Assurée de vendre pendant quinze ans son produit unique, de qualité médiocre (de l'électricité quand on n'en a pas forcément besoin, à un prix fixé par l'Etat égal à deux fois et demi le prix du marché), la filière éolienne prend pourtant le risque d'attirer l'attention sur ce privilège. C'est qu'elle a de quoi être inquiète.

Jean-Louis Borloo, ministre de l'Ecologie, vient de déclarer dans une conférence de presse: «Sur l'éolien, je ne sais pas à la vérité quelle est la bonne solution, je ne sais pas». Quand on connaît les pressions exercées jusqu'à maintenant par le ministère sur les préfets pour qu'ils autorisent le plus d'éoliennes possibles dans leurs départements, on peut se demander si Jean-Louis Borloo ne prépare pas ainsi un revirement dont il est spécialiste...

En effet, malgré un sondage national commandé par l'Ademe (Agence de la maîtrise de l'énergie chargée de développer l'éolien) donnant 77% des Français favorables à cette filière, l'opposition est croissante dans les zones rurales confrontées à l'érection des éoliennes. La Fédération environnement durable, qui regroupe des centaines d'associations anti-éoliennes, est devenue le mouvement écologiste le plus militant dans un grand nombre de départements comme sur Internet.

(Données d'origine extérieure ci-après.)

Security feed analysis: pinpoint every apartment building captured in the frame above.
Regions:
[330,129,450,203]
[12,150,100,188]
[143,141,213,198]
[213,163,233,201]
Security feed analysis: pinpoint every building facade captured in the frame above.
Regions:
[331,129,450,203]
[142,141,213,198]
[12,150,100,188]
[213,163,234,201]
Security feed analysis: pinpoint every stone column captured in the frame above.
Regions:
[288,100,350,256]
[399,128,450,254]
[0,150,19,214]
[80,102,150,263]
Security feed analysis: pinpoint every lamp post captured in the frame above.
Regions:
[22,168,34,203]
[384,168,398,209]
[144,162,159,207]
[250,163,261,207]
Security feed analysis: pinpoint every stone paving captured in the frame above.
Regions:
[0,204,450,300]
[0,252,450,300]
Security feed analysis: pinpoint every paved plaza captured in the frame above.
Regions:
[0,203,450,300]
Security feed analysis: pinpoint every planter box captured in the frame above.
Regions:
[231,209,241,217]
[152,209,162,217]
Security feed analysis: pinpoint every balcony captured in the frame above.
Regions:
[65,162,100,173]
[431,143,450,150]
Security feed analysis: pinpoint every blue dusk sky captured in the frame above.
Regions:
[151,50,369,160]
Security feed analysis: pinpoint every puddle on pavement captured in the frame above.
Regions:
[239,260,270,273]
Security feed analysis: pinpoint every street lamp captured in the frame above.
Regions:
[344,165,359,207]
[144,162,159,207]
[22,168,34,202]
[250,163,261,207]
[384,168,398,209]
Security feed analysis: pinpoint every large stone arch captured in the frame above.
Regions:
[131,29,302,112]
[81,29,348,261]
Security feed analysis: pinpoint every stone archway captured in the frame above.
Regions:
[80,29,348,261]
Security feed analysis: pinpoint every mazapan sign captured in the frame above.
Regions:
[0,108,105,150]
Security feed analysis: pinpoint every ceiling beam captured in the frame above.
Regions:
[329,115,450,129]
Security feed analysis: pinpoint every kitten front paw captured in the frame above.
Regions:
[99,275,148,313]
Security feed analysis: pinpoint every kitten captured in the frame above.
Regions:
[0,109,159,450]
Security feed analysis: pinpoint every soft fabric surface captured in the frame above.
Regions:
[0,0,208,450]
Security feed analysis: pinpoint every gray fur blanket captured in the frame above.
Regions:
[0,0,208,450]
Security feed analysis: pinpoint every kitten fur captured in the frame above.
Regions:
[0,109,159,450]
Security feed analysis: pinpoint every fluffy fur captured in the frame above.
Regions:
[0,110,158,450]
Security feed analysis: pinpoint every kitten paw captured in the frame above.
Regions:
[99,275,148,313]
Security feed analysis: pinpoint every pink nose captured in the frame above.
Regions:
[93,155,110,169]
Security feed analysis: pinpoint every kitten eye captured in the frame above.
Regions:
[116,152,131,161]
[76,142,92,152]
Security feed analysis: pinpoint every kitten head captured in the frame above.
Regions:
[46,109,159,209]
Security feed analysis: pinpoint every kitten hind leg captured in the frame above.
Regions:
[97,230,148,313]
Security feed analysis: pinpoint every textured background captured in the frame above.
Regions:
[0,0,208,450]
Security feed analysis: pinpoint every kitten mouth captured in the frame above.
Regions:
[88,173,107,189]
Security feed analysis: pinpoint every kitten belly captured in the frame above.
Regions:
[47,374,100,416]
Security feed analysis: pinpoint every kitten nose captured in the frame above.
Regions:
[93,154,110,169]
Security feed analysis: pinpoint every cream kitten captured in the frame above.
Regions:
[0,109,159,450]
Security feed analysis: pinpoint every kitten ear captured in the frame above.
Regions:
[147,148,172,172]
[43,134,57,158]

Cette opposition a des raisons multiples, souvent locales: les nuisances et la perte de valeur des maisons en vue des éoliennes. Elle exprime aussi la crainte d'une dévalorisation plus diffuse des territoires: il est remarquable les 3.000 éoliennes déjà érigées ne dessinent pas la carte des zones les plus ventées mais celle d'une France qui rencontre des difficultés: Pas-de-Calais, Picardie, Lorraine, Centre Bretagne, certaines régions du Massif central. Tournant le jour et clignotant la nuit, les éoliennes signalent les zones déshéritées. Elles sont bien plus visibles que ces cheminées d'usines abandonnées qu'on abattait par honte il y a trente ans.

Les élus locaux s'en rendent compte: le président du Conseil général du Pas-de-Calais appelle à l'arrêt des implantations dans son département ; Ségolène Royal préconise le développement d'éoliennes de quinze mètres de haut au détriment des grandes machines de 150 mètres et plus; Denis Baupin, l'écologiste parisien, n'exprime pas autre chose en inaugurant des éoliennes de 1,60 mètre de haut: « Paris est la première destination touristique au monde, nous ne souhaitons pas détériorer son paysage».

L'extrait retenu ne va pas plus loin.